Results 1 to 10 of 10

Thread: naive bayes

  1. #1
    Join Date
    Jan 2006
    Posts
    976
    Qt products
    Qt3
    Platforms
    Windows
    Thanks
    53

    Default naive bayes

    Hello,
    I'm trying to implement that to classify email in spam or not spam. I read that one technique is delete the more frequent and less frequent words. So I'm wodering this:

    words from Spam email:
    "kill", freq =100
    "ate", freq=40
    "viagra", freq=39
    "love", freq =5
    ......................
    "break", 1

    words from non-Spam email:
    "love", freq=85
    "hello", freq=90
    ...........................
    "semp", 2


    Which words must I delete? I read that I should delete,for example, the top 100 words; maybe "semp" and break; anyway, what about "love"? which is is frequency?

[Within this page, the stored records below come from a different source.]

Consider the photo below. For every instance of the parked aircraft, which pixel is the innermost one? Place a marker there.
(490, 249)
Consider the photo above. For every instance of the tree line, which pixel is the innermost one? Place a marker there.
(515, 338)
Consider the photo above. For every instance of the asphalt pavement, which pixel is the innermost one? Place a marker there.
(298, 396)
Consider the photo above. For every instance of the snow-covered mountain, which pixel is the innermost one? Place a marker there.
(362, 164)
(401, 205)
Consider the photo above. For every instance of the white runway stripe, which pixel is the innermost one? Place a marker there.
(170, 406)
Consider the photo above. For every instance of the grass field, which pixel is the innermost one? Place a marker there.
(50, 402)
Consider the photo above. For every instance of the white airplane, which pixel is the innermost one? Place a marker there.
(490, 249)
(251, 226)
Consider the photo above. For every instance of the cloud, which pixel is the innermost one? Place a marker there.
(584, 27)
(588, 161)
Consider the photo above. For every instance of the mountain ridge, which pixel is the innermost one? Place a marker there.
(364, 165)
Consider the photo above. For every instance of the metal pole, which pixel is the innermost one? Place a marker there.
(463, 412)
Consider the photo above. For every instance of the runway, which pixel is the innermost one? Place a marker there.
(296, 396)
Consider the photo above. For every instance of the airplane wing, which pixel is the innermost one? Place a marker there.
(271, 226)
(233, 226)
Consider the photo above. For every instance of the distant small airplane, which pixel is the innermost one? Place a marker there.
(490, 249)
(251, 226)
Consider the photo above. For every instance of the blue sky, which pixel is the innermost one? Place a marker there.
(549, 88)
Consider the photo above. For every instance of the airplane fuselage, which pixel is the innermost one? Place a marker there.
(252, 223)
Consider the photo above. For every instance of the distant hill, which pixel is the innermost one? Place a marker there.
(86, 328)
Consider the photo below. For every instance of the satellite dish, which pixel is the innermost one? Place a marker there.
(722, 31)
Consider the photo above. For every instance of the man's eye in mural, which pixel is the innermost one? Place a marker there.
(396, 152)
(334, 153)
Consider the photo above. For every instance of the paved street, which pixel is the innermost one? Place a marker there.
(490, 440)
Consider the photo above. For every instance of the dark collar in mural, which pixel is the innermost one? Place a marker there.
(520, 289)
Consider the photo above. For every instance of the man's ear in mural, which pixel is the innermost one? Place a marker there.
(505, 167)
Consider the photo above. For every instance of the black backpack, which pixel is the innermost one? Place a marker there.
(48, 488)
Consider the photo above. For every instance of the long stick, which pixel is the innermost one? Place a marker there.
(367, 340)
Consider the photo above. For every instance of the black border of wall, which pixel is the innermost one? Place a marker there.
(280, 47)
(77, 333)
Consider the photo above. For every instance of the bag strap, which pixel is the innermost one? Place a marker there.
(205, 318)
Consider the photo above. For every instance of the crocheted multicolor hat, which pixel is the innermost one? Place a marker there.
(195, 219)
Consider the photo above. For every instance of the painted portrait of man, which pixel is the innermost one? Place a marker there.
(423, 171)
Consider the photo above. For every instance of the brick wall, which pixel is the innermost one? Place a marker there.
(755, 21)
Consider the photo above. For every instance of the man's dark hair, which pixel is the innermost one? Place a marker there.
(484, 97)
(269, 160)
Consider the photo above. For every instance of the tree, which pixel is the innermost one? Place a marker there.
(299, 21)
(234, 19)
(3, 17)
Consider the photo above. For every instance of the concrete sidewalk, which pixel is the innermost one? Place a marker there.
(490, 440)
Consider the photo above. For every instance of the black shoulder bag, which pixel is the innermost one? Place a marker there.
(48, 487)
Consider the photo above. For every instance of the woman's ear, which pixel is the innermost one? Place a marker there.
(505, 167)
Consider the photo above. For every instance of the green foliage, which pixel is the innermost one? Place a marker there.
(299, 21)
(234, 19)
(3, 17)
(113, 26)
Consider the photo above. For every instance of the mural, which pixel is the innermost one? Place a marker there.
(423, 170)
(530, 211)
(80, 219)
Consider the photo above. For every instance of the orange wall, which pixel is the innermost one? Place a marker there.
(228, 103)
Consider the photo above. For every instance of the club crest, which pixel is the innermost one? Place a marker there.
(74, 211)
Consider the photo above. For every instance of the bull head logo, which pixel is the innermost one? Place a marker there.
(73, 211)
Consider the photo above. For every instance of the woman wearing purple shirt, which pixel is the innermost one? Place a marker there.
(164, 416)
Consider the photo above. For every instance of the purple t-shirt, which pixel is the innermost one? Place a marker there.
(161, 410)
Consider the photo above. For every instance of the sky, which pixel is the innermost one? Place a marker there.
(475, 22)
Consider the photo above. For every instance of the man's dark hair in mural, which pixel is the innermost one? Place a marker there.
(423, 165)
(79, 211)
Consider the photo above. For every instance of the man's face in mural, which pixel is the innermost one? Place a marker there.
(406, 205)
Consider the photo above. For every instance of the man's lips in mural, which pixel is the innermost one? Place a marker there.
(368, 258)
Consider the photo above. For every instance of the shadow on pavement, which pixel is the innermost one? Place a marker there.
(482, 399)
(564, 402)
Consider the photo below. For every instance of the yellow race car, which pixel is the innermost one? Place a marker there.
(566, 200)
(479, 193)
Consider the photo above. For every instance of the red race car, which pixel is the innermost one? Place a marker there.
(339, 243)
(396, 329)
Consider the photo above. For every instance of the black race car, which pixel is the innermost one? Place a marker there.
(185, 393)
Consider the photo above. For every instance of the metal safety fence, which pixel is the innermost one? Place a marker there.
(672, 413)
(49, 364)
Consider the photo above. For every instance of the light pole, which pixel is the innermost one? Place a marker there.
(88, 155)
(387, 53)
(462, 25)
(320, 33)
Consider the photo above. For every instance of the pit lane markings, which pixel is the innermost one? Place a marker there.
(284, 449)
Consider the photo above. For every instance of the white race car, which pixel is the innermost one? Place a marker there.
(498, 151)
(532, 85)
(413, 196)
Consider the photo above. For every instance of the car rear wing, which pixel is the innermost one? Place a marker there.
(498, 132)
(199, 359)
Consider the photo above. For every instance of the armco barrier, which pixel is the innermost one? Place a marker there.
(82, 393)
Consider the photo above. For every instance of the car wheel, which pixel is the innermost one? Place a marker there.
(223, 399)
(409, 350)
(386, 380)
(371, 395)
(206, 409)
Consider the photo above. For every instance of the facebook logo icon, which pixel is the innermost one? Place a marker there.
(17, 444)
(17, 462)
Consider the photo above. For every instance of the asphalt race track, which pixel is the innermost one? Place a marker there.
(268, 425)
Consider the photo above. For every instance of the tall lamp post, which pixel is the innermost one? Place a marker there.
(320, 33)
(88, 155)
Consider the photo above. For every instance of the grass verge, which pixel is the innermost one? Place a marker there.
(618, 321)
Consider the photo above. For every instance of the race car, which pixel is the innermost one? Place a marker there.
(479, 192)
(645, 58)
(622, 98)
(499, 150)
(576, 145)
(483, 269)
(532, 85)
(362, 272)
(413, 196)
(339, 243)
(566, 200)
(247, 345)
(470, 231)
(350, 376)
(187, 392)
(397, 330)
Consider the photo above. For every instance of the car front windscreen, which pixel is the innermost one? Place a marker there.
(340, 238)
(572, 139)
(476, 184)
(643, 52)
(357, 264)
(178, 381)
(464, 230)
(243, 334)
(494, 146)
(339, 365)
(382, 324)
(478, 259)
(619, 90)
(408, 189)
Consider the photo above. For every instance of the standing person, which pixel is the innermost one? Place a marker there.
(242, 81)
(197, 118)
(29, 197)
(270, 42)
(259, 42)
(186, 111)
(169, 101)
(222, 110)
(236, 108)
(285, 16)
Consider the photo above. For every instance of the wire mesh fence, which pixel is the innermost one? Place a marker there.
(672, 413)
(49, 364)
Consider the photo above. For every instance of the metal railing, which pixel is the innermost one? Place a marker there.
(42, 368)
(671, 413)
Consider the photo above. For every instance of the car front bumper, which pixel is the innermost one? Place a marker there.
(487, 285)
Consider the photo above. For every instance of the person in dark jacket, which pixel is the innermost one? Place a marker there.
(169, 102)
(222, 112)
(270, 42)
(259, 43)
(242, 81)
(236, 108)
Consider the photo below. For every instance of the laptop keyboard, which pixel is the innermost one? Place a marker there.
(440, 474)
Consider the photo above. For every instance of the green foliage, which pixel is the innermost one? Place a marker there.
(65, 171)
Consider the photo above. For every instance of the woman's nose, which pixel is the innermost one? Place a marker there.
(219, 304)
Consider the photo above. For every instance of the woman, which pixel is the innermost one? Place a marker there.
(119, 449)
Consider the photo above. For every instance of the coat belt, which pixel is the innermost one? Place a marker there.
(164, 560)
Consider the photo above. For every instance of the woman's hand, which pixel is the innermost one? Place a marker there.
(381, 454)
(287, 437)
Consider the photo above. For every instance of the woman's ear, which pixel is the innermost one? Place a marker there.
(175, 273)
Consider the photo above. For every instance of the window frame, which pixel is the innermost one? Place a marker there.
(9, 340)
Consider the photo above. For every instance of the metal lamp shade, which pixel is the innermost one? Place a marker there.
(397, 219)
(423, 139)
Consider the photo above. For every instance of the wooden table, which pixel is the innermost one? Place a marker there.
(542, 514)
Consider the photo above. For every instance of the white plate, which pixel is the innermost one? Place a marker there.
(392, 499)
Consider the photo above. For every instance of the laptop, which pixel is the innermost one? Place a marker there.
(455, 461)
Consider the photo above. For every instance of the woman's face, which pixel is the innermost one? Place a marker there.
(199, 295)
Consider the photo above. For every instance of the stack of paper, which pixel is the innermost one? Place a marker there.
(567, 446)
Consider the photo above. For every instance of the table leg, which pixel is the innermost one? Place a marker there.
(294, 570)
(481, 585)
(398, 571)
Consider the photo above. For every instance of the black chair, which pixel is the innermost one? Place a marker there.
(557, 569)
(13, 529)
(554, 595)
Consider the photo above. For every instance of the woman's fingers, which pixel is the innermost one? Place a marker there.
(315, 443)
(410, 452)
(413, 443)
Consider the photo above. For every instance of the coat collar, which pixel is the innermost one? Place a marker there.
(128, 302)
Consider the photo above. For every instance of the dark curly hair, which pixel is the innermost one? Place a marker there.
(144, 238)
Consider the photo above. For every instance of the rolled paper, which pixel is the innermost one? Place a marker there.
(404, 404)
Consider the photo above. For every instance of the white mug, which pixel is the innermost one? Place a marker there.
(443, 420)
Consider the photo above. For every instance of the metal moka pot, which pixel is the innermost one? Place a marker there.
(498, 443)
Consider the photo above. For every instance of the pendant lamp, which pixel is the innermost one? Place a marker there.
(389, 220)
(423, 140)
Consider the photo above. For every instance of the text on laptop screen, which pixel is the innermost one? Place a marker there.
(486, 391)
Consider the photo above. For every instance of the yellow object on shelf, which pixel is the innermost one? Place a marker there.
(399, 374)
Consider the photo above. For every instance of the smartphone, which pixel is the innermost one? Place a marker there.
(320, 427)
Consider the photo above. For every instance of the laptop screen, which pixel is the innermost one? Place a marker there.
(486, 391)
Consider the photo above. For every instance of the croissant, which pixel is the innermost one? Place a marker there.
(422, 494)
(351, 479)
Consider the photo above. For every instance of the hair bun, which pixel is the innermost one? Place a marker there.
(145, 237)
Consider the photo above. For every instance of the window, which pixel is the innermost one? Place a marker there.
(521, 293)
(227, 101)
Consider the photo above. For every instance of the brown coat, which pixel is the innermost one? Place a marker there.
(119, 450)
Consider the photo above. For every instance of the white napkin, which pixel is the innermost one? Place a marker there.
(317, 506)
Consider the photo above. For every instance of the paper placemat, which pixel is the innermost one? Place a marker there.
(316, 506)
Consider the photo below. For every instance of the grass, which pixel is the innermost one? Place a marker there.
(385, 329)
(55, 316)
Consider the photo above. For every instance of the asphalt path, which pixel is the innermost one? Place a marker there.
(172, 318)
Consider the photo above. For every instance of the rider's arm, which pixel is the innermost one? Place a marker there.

It's very common in non-spam; Must i pick the more frequent word in non-spam set and after in spam set? Or must I sum their frequency and after that check dor the most and less frequent?

    thanks,
    Hope you understand my problem
    Regards

  2. #2
    Join Date
    Jan 2006
    Location
    Warsaw, Poland
    Posts
    33,373
    Qt products
    Qt3 Qt4 Qt5 Qt/Embedded
    Platforms
    Unix/X11 Windows Android Maemo/MeeGo
    Thanks
    4
    Thanked 5,019 Times in 4,795 Posts
    Wiki edits
    10

    Default Re: naive bayes

    What do those numbers represent? Percentages?
    Your biological and technological distinctiveness will be added to our own. Resistance is futile.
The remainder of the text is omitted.